While many hard-science fiction novels can tend to exclude the casual reader, Watt's writes well enough to appeal anyone with an interest in the genre. It's a remarkably well paced, considered and intelligent story. It's also one of those books that opens your imagination with excellent examples of just how alien aliens can be. Not only that but he features alien-like intelligences much closer to home too. Borrowed from fantasy, Watt's introduces us to a more scientifically plausible creature born from humanities nightmare. Ressurected for thier superior, clinically cold intelligence it's an idea that could have so easily proved to be the books demise and yet the author makes it work perfectly.

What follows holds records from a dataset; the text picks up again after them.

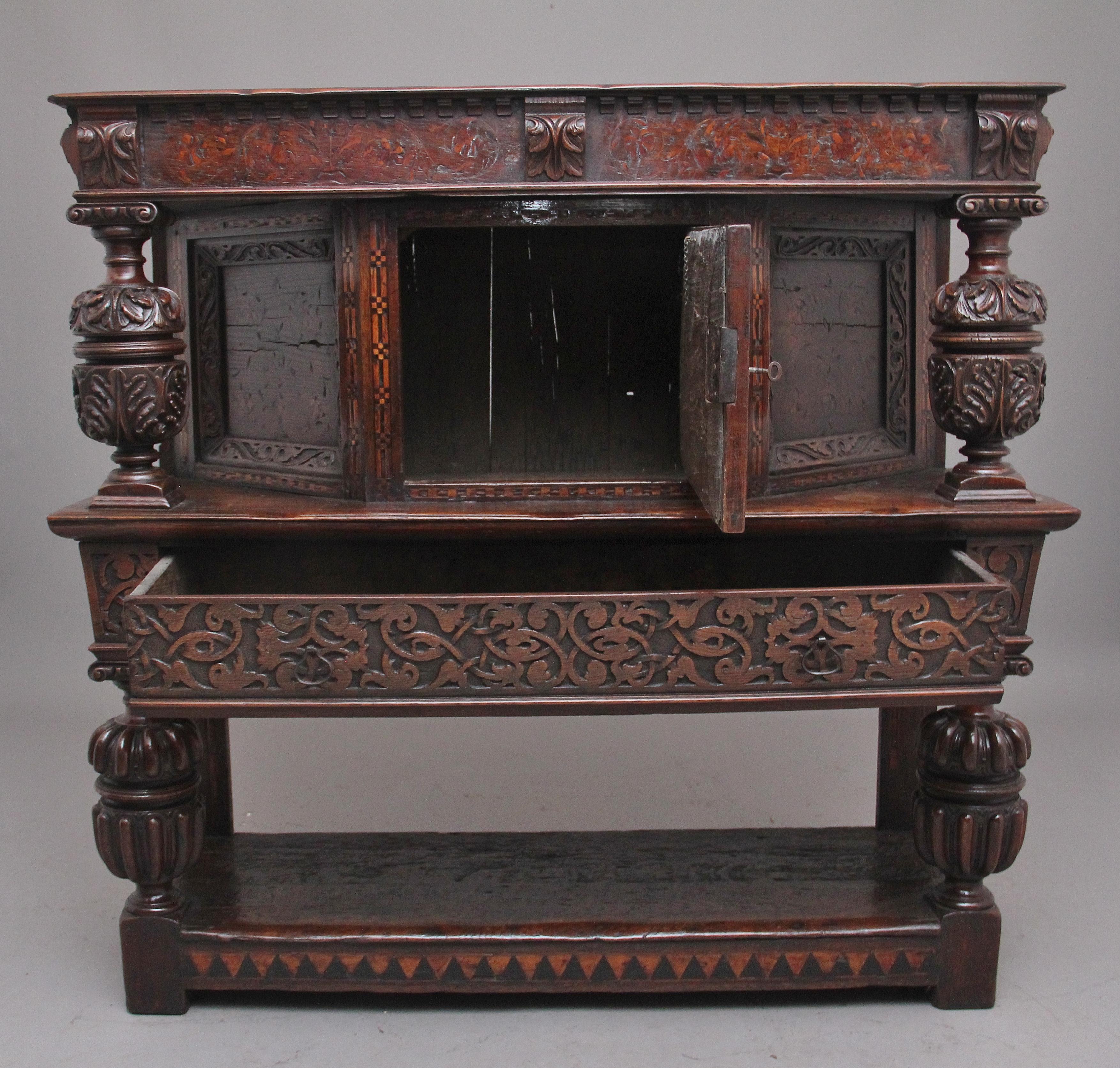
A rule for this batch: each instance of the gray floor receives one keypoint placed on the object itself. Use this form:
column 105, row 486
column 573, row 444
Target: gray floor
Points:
column 1060, row 983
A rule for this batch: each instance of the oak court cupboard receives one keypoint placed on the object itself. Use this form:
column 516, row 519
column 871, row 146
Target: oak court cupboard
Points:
column 528, row 402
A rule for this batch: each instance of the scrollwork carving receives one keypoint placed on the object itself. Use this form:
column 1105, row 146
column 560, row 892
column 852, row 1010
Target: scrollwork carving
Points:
column 112, row 214
column 555, row 145
column 273, row 250
column 701, row 642
column 983, row 207
column 108, row 154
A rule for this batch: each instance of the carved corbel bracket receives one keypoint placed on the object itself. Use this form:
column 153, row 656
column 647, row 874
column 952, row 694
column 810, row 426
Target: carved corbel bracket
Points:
column 969, row 819
column 132, row 391
column 1013, row 136
column 556, row 130
column 986, row 384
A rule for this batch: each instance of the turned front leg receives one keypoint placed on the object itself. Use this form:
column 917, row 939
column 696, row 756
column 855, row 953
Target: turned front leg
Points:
column 986, row 383
column 149, row 827
column 969, row 822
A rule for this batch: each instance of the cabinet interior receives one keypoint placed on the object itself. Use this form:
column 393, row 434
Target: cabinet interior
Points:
column 541, row 352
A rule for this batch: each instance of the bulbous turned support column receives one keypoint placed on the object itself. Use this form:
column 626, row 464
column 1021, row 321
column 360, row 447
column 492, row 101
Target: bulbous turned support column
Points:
column 969, row 819
column 149, row 822
column 132, row 391
column 986, row 384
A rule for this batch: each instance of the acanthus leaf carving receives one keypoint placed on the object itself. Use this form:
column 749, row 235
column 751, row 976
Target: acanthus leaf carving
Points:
column 115, row 311
column 132, row 403
column 555, row 145
column 108, row 154
column 975, row 397
column 1006, row 144
column 998, row 300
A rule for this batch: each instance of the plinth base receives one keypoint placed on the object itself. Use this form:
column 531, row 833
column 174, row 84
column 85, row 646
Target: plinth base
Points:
column 580, row 913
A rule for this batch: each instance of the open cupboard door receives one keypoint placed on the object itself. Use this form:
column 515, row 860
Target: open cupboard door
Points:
column 716, row 370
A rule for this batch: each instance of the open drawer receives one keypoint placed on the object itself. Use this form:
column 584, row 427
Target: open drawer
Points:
column 594, row 627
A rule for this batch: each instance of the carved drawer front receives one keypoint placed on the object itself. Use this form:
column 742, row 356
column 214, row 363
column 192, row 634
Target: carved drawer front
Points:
column 254, row 642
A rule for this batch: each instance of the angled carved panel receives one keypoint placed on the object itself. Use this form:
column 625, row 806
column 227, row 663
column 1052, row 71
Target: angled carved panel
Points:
column 265, row 337
column 873, row 313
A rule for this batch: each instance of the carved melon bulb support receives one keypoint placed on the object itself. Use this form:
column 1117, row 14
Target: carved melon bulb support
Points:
column 986, row 384
column 132, row 391
column 969, row 819
column 148, row 824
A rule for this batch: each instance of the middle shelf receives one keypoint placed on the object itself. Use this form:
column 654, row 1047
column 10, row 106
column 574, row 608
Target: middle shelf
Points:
column 563, row 626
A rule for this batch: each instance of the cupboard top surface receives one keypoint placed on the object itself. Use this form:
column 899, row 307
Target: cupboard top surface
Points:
column 68, row 100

The book begins with an event that seems more and more inevitable for anyone keeping abreast of events outside our little blue / green planet. That is of course first contact with an extra-terrestrial intelligence. While this scenario has played out in countless stories I have not seen or read one that has managed to evoke such a feeling of an intelligence so diffferent to our own. The author manages to describe the indescribable, almost re-defining the concept of "alien". It's not even clear if this appearance of the alien craft is hostile or friendly as it heads on an intercept course with Earth.
There is however so much more to the book than this. The characters are varied and imaginative, each distinct and highly individual or in one case four individuals inhabiting the same space. The main protagonist is in many ways an observer, following a re-write of his brain at an early age he works as a human version of a "chinese room". A hastily if carefully assembled group chosen to intercept this alien craft results means no-one really trusts anyone else and each seem to have their own agenda. We spend the majority of the journey looking through his eyes as he tries to make sense of whats going on.
This is a future where most of humanity has been augmented in some way and parts of society are very different to our present day. The author highlights these differences with the occasional flashback of the protagonists earlier life, describing "old fashioned" concepts such as actual physical sex which has become largely discarded. Use of technology is handled in a plausible and effective manner, including the downloading of consiousness into new bodies and that of artificial intelligences. Intelligence, counsousness and phycology take center stages in this book and it's a remarkably thought-provoking reflection.
As far as the plot is concerned, it takes little time for the tension to build and once it has doesn't let up for the whole 700+ pages. It's a plot that continues to build on the basic first contact idea and gets more and more involved as the book progresses. It kept me gripped from start to finish and left me almost breathless at the end. Firefall is quite remarkable in it's vision, it's a hard-science story that equals those written by Reynolds, Hamilton Clarke and anyone else who has written in the genre. It's fresh and overflowing with original touches that all add to the story. I loved the way that the author manages to introduce something that is considered fantasy and not only gets away with it but makes it an integral part of his Universe.
Firefall encapsulates the very best of hard-science fiction. It's bold, uncomprimising in vision but with a remarkable clarity of execution. Perfect for any fan of space opera or hard science fiction.
Written on Friday 7th November 2014 by Antony.